Não é meu intuito aqui avançar na teoria dos registros psíquicos de Lacan. Mas esta introdução foi importante para pensar que, se temos uma sociedade em que a imagem se torna o centro das nossa socialização, como no espetáculo que media as relações sociais, como se dá esta tarefa de fazer frente ao Real, já que o simbólico acaba sendo deixado de lado? Sobre este simbólico ser "deixado de lado", é possível perceber em certas práticas ligadas a ele, como prática de leitura, compreensão de texto, momentos de reflexão, relação com um tempo prolongado etc. que são, assim como Walter Benjamin fala sobre a experiência, estão em baixa. O que quero apontar aqui é que se nos tornamos uma sociedade em que a dimensão do imaginário ocupa o centro da nossa socialização, isso se deve por algumas características deste imaginário. Talvez a principal delas esteja no sentido uno, no sentido fechado.

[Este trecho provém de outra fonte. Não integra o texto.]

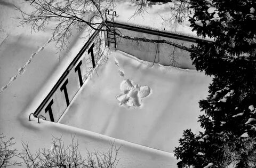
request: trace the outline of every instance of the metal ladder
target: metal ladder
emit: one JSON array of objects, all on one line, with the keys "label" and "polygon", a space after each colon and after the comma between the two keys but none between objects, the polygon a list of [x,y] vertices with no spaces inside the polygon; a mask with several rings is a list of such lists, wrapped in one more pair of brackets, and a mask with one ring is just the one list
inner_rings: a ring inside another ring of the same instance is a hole
[{"label": "metal ladder", "polygon": [[[114,18],[116,17],[116,12],[114,11],[112,13],[112,19],[108,21],[107,18],[107,14],[109,15],[109,11],[107,10],[105,12],[106,22],[108,25],[107,27],[107,40],[108,42],[108,46],[109,46],[109,43],[114,43],[115,45],[115,49],[116,49],[116,34],[115,32],[115,22]],[[115,15],[114,15],[115,14]]]}]

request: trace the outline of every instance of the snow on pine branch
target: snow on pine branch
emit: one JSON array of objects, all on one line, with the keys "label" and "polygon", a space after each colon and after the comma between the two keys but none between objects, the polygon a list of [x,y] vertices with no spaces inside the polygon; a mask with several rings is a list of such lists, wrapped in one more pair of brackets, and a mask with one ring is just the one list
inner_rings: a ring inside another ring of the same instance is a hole
[{"label": "snow on pine branch", "polygon": [[[62,32],[62,31],[61,31]],[[27,66],[31,63],[31,61],[32,61],[32,60],[33,59],[33,58],[40,52],[42,50],[43,50],[44,49],[44,48],[45,47],[45,46],[46,46],[47,44],[48,44],[49,43],[50,43],[50,42],[53,41],[54,40],[54,38],[57,37],[58,37],[58,36],[59,36],[60,35],[60,34],[61,33],[61,32],[60,32],[58,34],[55,34],[55,35],[53,35],[51,38],[50,38],[47,41],[47,42],[43,45],[41,46],[39,49],[37,50],[37,51],[35,52],[34,52],[34,53],[33,53],[31,55],[31,57],[30,58],[29,58],[29,59],[23,65],[23,66],[19,68],[18,70],[18,73],[15,75],[14,75],[13,76],[12,76],[12,77],[11,77],[11,78],[10,79],[10,81],[9,82],[8,82],[8,83],[5,85],[5,86],[3,86],[1,89],[0,90],[0,94],[2,94],[2,93],[3,93],[4,92],[4,91],[9,86],[9,85],[12,83],[12,82],[13,82],[13,81],[14,81],[15,80],[16,80],[16,79],[17,78],[18,76],[23,74],[23,73],[24,73],[24,72],[25,71],[25,70],[26,70],[26,68],[27,67]]]}]

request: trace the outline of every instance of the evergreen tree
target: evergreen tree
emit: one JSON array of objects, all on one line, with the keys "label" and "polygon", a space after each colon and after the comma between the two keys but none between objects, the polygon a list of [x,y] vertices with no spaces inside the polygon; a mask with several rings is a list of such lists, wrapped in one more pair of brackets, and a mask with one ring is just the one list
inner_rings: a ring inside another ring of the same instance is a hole
[{"label": "evergreen tree", "polygon": [[179,167],[256,167],[256,1],[193,0],[190,21],[198,35],[190,56],[198,70],[213,77],[204,131],[184,131],[175,148]]}]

Isso porque este sentido uno produz um efeito apaziguador, pois a dúvida, o múltiplo sentido do simbólico produz aberturas, das quais o próprio pensamento se estabelece. É interessante a proposta de Foucault que entender o pensamento não como uma capacidade de abstração, mas sim de problematização. Para ele, pensar é problematizar. E problematizar significa provocar aberturas, fissuras no fechamento do sentido uno. Assim, o imaginário produz um apaziguamento em dois sentidos: primeiro ao produzir um fechamento a dúvida, pois ao dar o sentido o sujeito se distancia de qualquer sinal do real; segundo porque este imaginário, por ter um sentido uno, produz uma antecipação, tirando do horizonte a angústia diante da dúvida.

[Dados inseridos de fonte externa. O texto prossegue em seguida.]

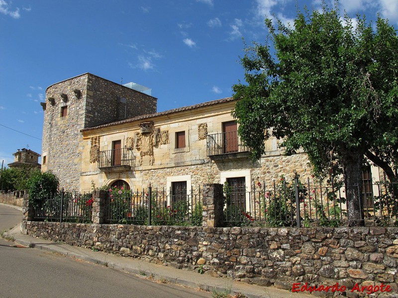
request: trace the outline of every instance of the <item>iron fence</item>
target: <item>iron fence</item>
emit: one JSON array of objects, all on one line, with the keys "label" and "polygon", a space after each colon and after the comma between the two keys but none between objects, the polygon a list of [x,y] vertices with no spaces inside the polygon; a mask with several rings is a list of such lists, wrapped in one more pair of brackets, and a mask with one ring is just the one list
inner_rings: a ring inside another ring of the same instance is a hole
[{"label": "iron fence", "polygon": [[[227,226],[260,224],[268,226],[337,226],[351,220],[346,188],[341,181],[323,185],[302,183],[296,177],[284,178],[268,187],[256,181],[251,191],[224,186],[224,221]],[[359,187],[358,186],[356,187]],[[369,192],[365,188],[371,188]],[[387,224],[398,220],[398,184],[384,181],[358,188],[363,194],[359,206],[365,223]]]},{"label": "iron fence", "polygon": [[93,202],[90,193],[82,194],[61,191],[54,195],[34,201],[34,220],[92,223]]},{"label": "iron fence", "polygon": [[173,195],[165,189],[131,192],[110,189],[106,199],[105,221],[110,224],[148,225],[201,225],[200,188],[197,192]]}]

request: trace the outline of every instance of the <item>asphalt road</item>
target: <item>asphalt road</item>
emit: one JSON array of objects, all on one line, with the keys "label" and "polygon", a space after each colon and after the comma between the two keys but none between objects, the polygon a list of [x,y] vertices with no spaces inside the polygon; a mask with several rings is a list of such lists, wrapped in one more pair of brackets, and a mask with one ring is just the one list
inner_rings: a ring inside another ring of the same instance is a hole
[{"label": "asphalt road", "polygon": [[[0,230],[21,220],[20,212],[0,205]],[[18,247],[0,239],[0,298],[211,297],[210,293],[155,283],[53,252]]]}]

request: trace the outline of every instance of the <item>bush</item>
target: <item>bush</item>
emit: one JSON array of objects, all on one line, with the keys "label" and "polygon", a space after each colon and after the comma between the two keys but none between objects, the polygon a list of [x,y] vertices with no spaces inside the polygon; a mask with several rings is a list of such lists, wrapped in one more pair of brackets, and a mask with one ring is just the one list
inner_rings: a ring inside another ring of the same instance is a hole
[{"label": "bush", "polygon": [[29,191],[29,202],[33,205],[48,197],[53,197],[58,190],[58,177],[51,171],[37,171],[29,178],[26,183]]}]

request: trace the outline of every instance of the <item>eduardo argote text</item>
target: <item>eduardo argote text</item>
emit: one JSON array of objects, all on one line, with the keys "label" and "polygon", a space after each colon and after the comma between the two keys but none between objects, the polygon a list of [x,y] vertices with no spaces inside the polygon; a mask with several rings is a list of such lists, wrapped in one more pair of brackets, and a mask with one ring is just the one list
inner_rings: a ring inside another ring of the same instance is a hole
[{"label": "eduardo argote text", "polygon": [[[371,294],[377,292],[391,292],[391,287],[389,285],[385,285],[382,283],[380,285],[375,285],[372,286],[360,286],[357,283],[354,287],[349,290],[351,292],[357,291],[360,293]],[[328,292],[330,291],[332,293],[341,292],[343,293],[347,291],[347,287],[345,286],[339,286],[338,283],[336,283],[333,286],[324,286],[318,285],[317,286],[310,286],[308,283],[301,284],[301,283],[295,283],[293,284],[292,292],[309,292],[312,293],[313,292]]]}]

Sinais sobre esta dimensão são visíveis na atualidade. Um deles está em práticas identitárias. Normalmente, quando se usa esta palavra "identitário" pensamos apenas em sua dimensão ligada a movimentos sociais, ou seja, numa dimensão política. Assim, as políticas identitárias ganham bastante espaço na nossa forma de socialização. Se ultrapassarmos a disputa política em torno destas pautas identitárias, poderemos compreender que elas surgem exatamente por este aspecto de nossa socialização focada nas imagens. As identidades estão ligadas não só a estes movimentos, mas a outras formas de relação social, da qual aquela que praticamos nas redes sociais ganham mais destaque. Se alguns pensadores apontam para a nossa sociedade como narcísica, se deve exatamente a essa prevalência do imaginário sobre o simbólico.


Se isso ocorre, deve-se a própria dinâmica de poder. E aqui, novamente, Foucault nos será útil. Isso porque em sua tese sobre o saber/poder, ele aponta que não existe saber sem poder, e nem poder sem saber. Assim, o saber reflete exatamente as dinâmicas de poder daquele momento histórico. O saber, que aqui podemos pensar na tecnologia desenvolvida pelos sistemas e aplicativos de redes sociais digitais, direcionam cada usuário a uma dimensão mais imaginária do que simbólica. O próprio desenvolvimento de transmissão de dados é necessário para que uma rede destas características se viabilizem. Isso porque, enquanto o texto possui uma exigência muito menos de transmissão de dados, fotos e vídeos exigem cada vez mais, principalmente com o aumento da qualidade destes. A própria guerra dos "G" (4G, 5G etc.) diz respeito a como o acesso a essa rede digital virtual estará disponível a todos em qualquer lugar e a todo instante.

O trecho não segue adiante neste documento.